東京都渋○区代○山町のとあるマンションの一室…  
 ドアの横には『防人 衛 千歳』という表札が飾られている。  
 防人は機嫌良さ気に口笛を吹きながら、両手に下げた買い物袋を片手に持ち替え、ドアを開けた。  
 そして、靴を脱ぎながら、大きな声で妻に呼び掛けた。  
「帰ったぞー、千歳ー!」  
 しばらく間が空いてから「……は〜い」という力の無い声が奥から聞こえてきた。  
 その声で状況を察した防人は、買い物袋を下げたまま、大股で寝室に向かった。  
「ただいま」  
そう防人が声を掛けた先には、青白い顔でタブルベッドに横たわるパジャマ姿の千歳がいた。  

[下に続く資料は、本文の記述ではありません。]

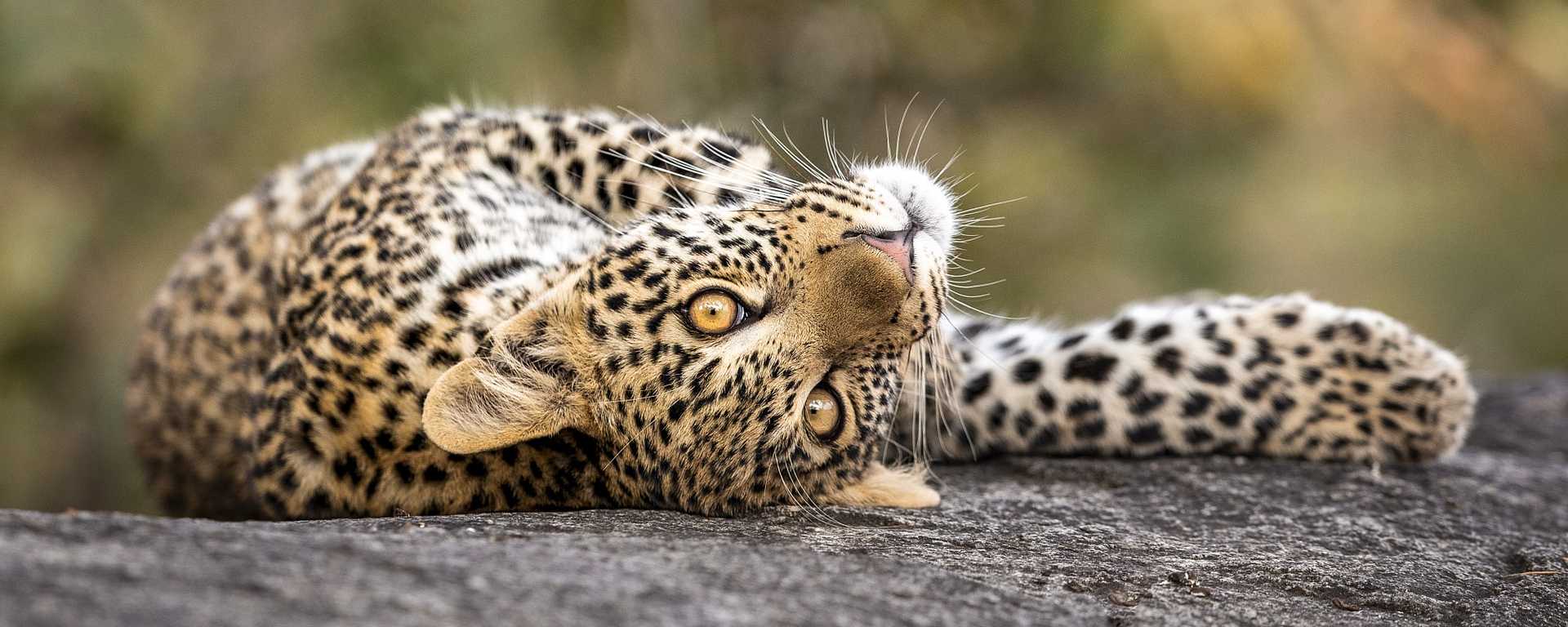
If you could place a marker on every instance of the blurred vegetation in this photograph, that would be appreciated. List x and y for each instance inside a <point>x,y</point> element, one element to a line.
<point>1404,156</point>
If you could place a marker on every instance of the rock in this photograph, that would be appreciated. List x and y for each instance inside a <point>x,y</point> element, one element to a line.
<point>1477,540</point>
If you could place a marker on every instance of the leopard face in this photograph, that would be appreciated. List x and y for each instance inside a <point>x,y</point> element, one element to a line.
<point>726,358</point>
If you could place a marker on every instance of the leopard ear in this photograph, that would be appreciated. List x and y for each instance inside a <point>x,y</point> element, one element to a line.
<point>886,488</point>
<point>521,386</point>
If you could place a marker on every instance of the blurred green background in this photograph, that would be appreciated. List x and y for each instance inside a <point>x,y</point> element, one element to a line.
<point>1404,156</point>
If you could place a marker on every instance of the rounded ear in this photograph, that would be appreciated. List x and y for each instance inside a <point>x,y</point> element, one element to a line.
<point>886,488</point>
<point>521,386</point>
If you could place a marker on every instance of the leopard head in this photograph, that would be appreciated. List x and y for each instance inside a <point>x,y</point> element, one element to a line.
<point>728,356</point>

「……おかえりなさい。ごめんね、すぐご飯の用意するから…」  
 起き上がろうとする千歳を制して、防人が言った。  
「いいよ。寝とけ、寝とけ。メシなら俺が作るよ」  
 千歳は起き上がり掛けた身体をまたポテ、とベッドに倒した。  
「……悪いわね」  
「まあ、居候の身分だからな。これぐらいはしないとな」  
「フフフ、そういうこと言わないの」  
 千歳の購入したマンションに転がり込んだ防人は、入籍した今でもどこか遠慮がちだった。  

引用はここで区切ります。